As conscious (and honestly pretty remarkable) beings, we have some firmly held believes that are inaccurate.

  • We all think we're "the shit." Thinking that we're correct in nearly everything we do and say. 
  • We believe we don't change our minds a lot, imagining we are the same person we have been for a long time. 
  • We think that our thoughts align with what we act like.

I want to dive deeper into those beliefs and discuss how writing (yes, the simple act of writing) can help mitigate some of the faulty premises we have.

Are you ready for the power of writing things down?

Thinking clearly

Writing helps you to look at your thoughts more clearly. Instead of ideas echoing each other in your mind, you can look at them from another perspective. You can look at them again, again and again. The words will stay there.

This persistence of words means you can interact with them and think ABOUT your thoughts much better.

Your thoughts are not hindered by themselves; they don't get stuck in a recursive loop. Writing and then reading helps to separate the concepts into different parts. You are easing the load if you will. Thereby you are giving yourself time to look at each thought individually, written down in words.

Clear thoughts help you to make distinct, better, and more correct choices.

Photo by Javier Allegue Barros on Unsplash

Identity, changing mind

A second benefit of writing your thoughts down is that you can look back later. Be it the next minute, day, week, month, or even year. Looking back then enables you to see what you were thinking precisely at that time. There won't be a doubt about what you were thinking. 

This certainty is not there with only your memory, which is very fluid (especially when it comes to identity).

Being able to see what you wrote down a while ago can help you to look at what changes you went through. Primarily looking at yourself through a 3rd person view is compelling. Compelling in the sense that it is easier to see the journey you underwent.

Seeing your journey enables you to make choices congruent with your past, present, and ideas of the future.

Writing things down over time makes you more able to see your identity, and thus make choices in line with oneself.

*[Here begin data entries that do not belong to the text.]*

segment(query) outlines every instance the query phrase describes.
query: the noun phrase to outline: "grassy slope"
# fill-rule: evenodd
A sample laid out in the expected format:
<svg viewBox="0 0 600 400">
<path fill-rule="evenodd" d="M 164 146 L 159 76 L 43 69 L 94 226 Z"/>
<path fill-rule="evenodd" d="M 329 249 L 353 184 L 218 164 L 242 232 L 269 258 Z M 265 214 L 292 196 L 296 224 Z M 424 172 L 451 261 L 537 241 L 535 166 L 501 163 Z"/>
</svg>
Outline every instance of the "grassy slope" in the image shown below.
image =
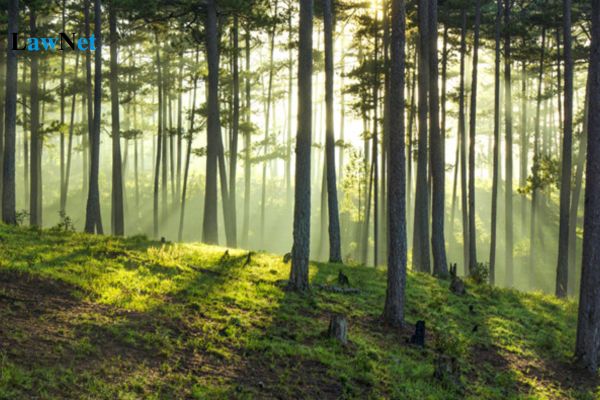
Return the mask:
<svg viewBox="0 0 600 400">
<path fill-rule="evenodd" d="M 379 325 L 383 270 L 343 267 L 360 294 L 302 296 L 277 284 L 281 257 L 224 251 L 0 226 L 0 398 L 594 398 L 568 367 L 573 302 L 458 297 L 411 274 L 408 321 L 432 332 L 421 350 Z M 311 281 L 339 269 L 313 264 Z M 346 347 L 322 335 L 333 312 L 349 318 Z M 432 378 L 440 349 L 462 389 Z"/>
</svg>

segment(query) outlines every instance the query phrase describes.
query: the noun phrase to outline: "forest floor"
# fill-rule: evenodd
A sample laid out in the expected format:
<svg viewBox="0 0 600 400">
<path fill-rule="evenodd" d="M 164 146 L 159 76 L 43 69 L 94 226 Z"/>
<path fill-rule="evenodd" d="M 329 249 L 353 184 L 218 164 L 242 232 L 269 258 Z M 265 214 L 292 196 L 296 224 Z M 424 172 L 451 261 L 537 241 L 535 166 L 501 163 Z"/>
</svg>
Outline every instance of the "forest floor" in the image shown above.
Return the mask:
<svg viewBox="0 0 600 400">
<path fill-rule="evenodd" d="M 408 323 L 382 327 L 385 271 L 313 263 L 283 289 L 280 256 L 0 226 L 0 398 L 596 398 L 571 366 L 577 307 L 539 293 L 408 278 Z M 343 270 L 360 293 L 336 293 Z M 317 286 L 320 285 L 320 286 Z M 320 287 L 320 288 L 319 288 Z M 328 339 L 347 316 L 349 344 Z M 453 379 L 433 378 L 440 353 Z"/>
</svg>

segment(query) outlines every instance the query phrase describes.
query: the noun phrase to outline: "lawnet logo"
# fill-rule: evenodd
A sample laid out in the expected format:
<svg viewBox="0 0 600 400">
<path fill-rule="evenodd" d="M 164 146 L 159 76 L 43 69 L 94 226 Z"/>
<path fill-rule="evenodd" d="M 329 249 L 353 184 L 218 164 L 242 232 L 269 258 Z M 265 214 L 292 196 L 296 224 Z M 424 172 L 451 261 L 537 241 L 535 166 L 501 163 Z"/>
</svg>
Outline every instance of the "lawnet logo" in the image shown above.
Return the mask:
<svg viewBox="0 0 600 400">
<path fill-rule="evenodd" d="M 11 33 L 12 50 L 26 51 L 64 51 L 70 48 L 77 51 L 95 51 L 96 38 L 92 34 L 90 37 L 77 37 L 75 33 L 71 37 L 65 32 L 60 32 L 54 37 L 28 37 L 20 38 L 18 32 Z"/>
</svg>

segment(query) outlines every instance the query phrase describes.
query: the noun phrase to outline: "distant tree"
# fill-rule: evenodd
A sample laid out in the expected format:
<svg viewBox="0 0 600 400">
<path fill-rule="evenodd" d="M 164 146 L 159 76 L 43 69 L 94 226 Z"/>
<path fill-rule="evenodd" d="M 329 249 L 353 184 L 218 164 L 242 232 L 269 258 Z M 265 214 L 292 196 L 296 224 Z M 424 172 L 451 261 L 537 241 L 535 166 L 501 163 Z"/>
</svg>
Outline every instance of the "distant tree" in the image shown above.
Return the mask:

Photo by Omid Armin on Unsplash


Lastly, writing things down in public, thereby sharing your thoughts with the world, enables outside feedback on your ideas.

Feedback from people that have different experiences and worldviews is a powerful way to sharpen your ideas and viewpoints. 

But seemingly an even better reason to share your thoughts with the world is that you can estimate if your actions align with what you think.

You see, if you place your ideas in public, but not act in line with those opinions, you will be called out. You will receive immediate feedback on your actions and beliefs.

This form of social feedback hones your actions. It makes your thoughts and actions align like the sun, moon, and earth during a solar eclipse.

Photo by Jan Haerer on Unsplash

Bonus - Consensus, understanding, and agreement with others.

It takes effort for people to understand each other. You need to communicate, listen, question, etc. 

What often happens, though, is that you think you understand each other, but you're actually not in agreement. 

Or it's the other way around, you mean the same thing, but you say it differently and get stuck in semantics.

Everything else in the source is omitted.